TEXT:世良耕太(Kota SERA)
フォルクスワーゲン(VW)は2016年、1.5ℓ・直4直噴ターボのガソリンエンジン、EA211 TSI evoを発表、同年第四四半期から量産を開始した。「evo」の名称から推察できるように、このエンジンはEA211 TSIの進化バージョンである。もっと言えば、05年にEA111で導入した直噴過給エンジンの最新型で、第4世代にあたる。
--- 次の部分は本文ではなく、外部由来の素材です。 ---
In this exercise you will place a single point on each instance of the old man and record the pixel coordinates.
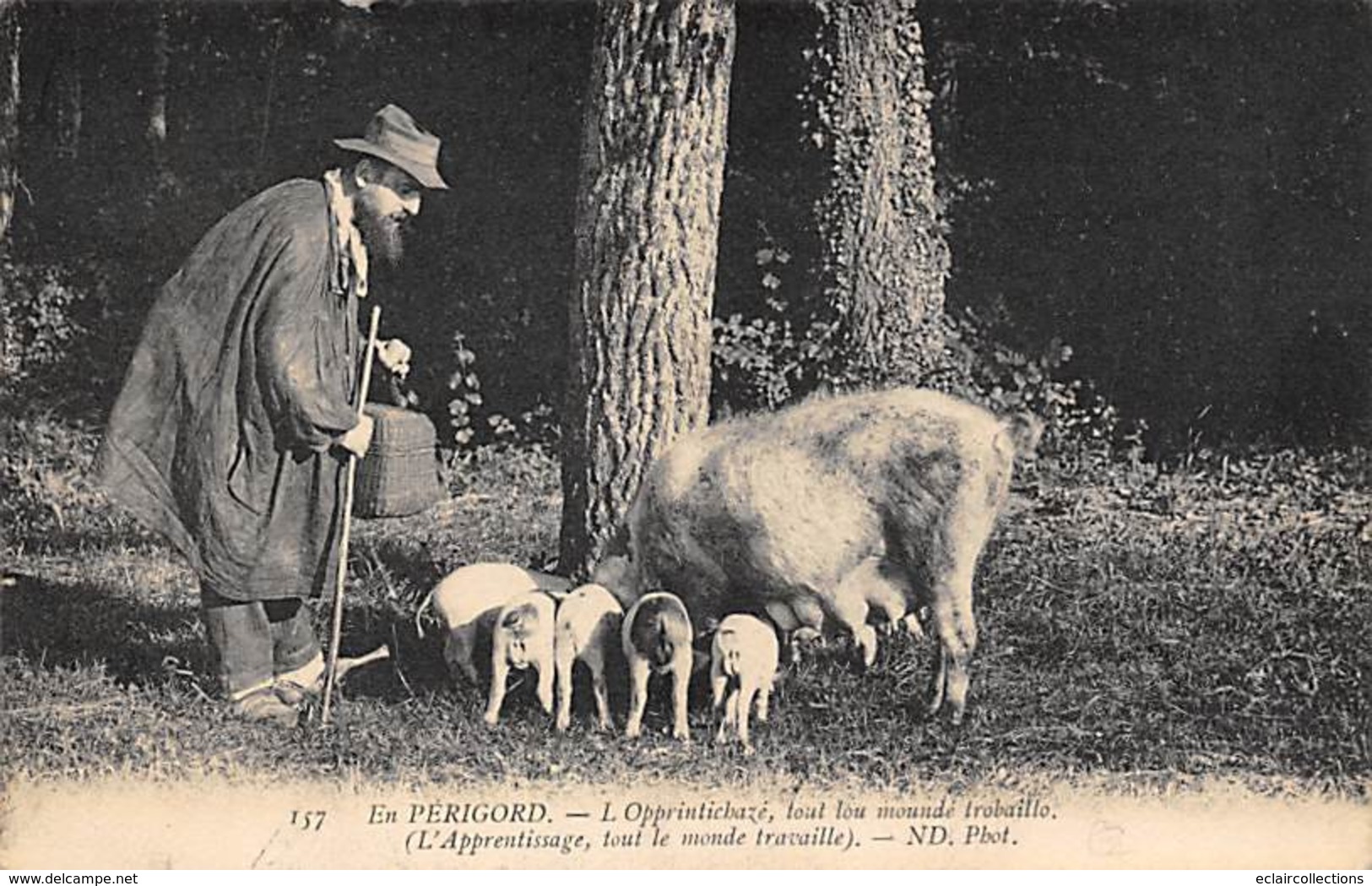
(239, 408)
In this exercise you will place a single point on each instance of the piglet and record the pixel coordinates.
(658, 639)
(471, 594)
(520, 639)
(588, 623)
(744, 664)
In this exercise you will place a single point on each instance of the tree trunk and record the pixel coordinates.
(65, 85)
(647, 235)
(885, 254)
(8, 110)
(157, 131)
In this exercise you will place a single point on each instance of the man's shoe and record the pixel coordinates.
(296, 694)
(265, 705)
(305, 683)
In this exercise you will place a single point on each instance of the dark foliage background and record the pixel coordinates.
(1180, 193)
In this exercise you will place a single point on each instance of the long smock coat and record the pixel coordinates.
(241, 386)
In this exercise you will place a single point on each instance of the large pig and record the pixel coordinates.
(822, 508)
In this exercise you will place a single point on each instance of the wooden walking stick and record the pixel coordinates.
(336, 631)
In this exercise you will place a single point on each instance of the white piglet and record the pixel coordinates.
(742, 670)
(658, 639)
(588, 628)
(522, 638)
(472, 594)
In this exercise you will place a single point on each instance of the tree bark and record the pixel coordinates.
(885, 253)
(65, 87)
(647, 235)
(8, 110)
(157, 129)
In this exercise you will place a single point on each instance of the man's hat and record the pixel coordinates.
(393, 136)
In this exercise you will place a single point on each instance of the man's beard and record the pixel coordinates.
(380, 233)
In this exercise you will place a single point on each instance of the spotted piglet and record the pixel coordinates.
(523, 639)
(472, 595)
(744, 666)
(658, 639)
(588, 627)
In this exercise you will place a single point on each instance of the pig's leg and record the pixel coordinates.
(596, 661)
(681, 683)
(500, 672)
(746, 692)
(566, 656)
(849, 609)
(545, 679)
(637, 694)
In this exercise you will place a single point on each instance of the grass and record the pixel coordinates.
(1142, 630)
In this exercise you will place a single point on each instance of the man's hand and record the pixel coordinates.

過給を行なうと、自然吸気(NA)エンジンよりも小さな排気量で同等の出力/トルクを発生させることができる(エンジン本体は軽くできるし、機械抵抗は減り、ポンピングロスも減らせる)。低回転から十分な低速トルクを発生させることができるので、NAのようにエンジン回転を高める必要がなく、常用回転数を低下させるダウンスピーディングが実現(その常用回転域は燃費率の良好なゾーンで、NAより広い)。その結果、燃費向上につながり、静かに走れる。低回転から十分な力が出るので(モーターの特性に近い)、気持ち良く走れる。ただし課題は過渡応答性で、そのために初代のEA111はターボチャージャーにスーパーチャージャーを加えたツインチャージャーとしていた。スーパーチャージャーを取り払い、ターボのみのシングルチャージャーとしたのが第2世代で、08年に投入。小径ロープレッシャーターボとし、エンジン回転が低い状態でも過給圧が素早く立ち上がるようにした。10年には1.2ℓ版(1.4ℓ版と同じく4気筒。コストを重視して各気筒2バルブ)を追加している。
11年、MQBと呼ぶ新しいプラットフォームの導入に合わせ、EA211と呼ぶ第3世代に移行した。MQB以前のガソリンエンジンは前傾して搭載していたが、EA211はディーゼルに合わせる格好で後傾して搭載。吸排気の方向は逆になり、吸気前/排気後ろに変更された。1.4ℓ版のボアは76.5mmから74.5mmに変更され、ストロークは80.0mmに伸ばされた(ストローク/ボア比1.07)。合わせて1.2ℓ版も1.4ℓ版と共通設計に生まれ変わった(ボア71.0mm×ストローク75.6mm。今度は各気筒4バルブである)。また、1.0ℓ・3気筒版(ボア74.5mm×ストローク76.4mm)が追加された。